Slamming cupboards, I decide that after dinner I’ll go into town, maybe catch a movie. Anything to get away from this house and its depressing memories that never seem to let up.

A quick once-over of the freezer and I settle on frozen pizza. I rip open the packaging and toss the icy disk into the oven without waiting for it to preheat. The kitchen timer ticks loudly, breaking up the dreaded silence. I drum my fingers against the countertop. This’ll take forever and every passing second of quiet feels like a century. I crank up the heat to defrost my dinner faster—

A knock sounds at the door and I jump.

My instincts scream, Murderer! until logic reminds me it’s probably my babysitter, but if good looks could kill, I’d be a goner. As embarrassing as it is to be checked in on, I’d be lying if I said I wasn’t a little excited about seeing Lucas, getting my eyes on the subject of all my thoughts.
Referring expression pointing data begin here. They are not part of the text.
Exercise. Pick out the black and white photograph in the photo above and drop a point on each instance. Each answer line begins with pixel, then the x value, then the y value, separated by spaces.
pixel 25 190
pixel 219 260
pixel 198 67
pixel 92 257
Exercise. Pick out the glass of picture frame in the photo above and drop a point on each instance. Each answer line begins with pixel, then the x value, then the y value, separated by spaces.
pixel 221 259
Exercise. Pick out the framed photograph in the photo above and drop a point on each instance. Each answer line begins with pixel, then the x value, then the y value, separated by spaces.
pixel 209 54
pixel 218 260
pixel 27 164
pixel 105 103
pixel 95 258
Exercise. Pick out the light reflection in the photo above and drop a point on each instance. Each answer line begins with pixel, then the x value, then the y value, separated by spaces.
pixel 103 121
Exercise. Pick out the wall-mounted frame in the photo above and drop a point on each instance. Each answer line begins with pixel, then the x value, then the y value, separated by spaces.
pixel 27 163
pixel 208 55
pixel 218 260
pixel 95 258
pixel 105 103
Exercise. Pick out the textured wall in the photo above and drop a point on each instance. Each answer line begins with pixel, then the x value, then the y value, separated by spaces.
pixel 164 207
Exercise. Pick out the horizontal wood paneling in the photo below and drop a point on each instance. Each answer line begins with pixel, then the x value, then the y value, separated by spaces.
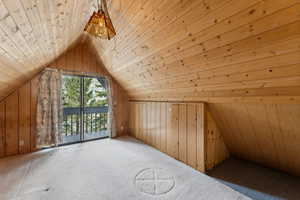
pixel 206 51
pixel 34 33
pixel 185 131
pixel 264 133
pixel 18 123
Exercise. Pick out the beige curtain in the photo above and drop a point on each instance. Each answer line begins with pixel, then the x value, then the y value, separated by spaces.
pixel 49 109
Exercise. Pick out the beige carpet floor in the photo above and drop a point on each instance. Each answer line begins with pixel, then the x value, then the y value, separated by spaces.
pixel 109 169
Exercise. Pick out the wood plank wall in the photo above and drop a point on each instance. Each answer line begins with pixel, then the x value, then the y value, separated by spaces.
pixel 209 51
pixel 18 110
pixel 264 133
pixel 180 130
pixel 34 33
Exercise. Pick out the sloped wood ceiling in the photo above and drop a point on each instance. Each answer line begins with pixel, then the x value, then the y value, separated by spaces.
pixel 207 50
pixel 34 32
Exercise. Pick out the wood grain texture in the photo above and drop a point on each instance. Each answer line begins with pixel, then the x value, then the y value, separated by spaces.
pixel 212 51
pixel 2 129
pixel 264 133
pixel 187 132
pixel 11 124
pixel 24 118
pixel 34 33
pixel 21 106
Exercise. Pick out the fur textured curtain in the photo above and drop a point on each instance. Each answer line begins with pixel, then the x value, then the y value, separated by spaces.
pixel 49 109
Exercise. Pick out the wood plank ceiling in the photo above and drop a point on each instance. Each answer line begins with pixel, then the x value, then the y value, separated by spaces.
pixel 205 49
pixel 34 32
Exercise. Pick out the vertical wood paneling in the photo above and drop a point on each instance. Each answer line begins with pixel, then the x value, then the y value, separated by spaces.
pixel 163 126
pixel 192 135
pixel 20 121
pixel 2 129
pixel 216 150
pixel 269 133
pixel 201 137
pixel 24 118
pixel 183 132
pixel 145 123
pixel 172 133
pixel 157 125
pixel 11 124
pixel 34 94
pixel 136 123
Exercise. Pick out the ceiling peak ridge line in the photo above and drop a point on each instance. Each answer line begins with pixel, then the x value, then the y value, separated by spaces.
pixel 130 31
pixel 169 22
pixel 9 30
pixel 32 31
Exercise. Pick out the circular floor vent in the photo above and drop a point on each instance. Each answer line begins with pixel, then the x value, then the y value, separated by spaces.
pixel 154 181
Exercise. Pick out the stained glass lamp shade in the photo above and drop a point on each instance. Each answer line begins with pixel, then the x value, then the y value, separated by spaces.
pixel 100 24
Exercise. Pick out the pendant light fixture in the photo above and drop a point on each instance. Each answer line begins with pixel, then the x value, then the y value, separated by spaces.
pixel 100 24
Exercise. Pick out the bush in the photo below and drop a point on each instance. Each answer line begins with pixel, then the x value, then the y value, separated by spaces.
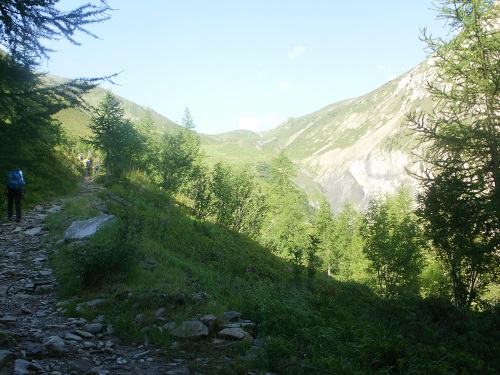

“Coming.” I pad across the kitchen floor in sock-covered feet and take a steadying breath before swinging open the door.

“Hey, Lucas.”

My heart kicks behind my ribs at seeing him, standing there looking as timid and handsome as ever in jeans that seem to hug his long body in all the right places and a long-sleeved blue T-shirt. The top half of his face is shadowed beneath that damn ball cap I’m starting to wish I could hide so I didn’t have to fight to see his eyes.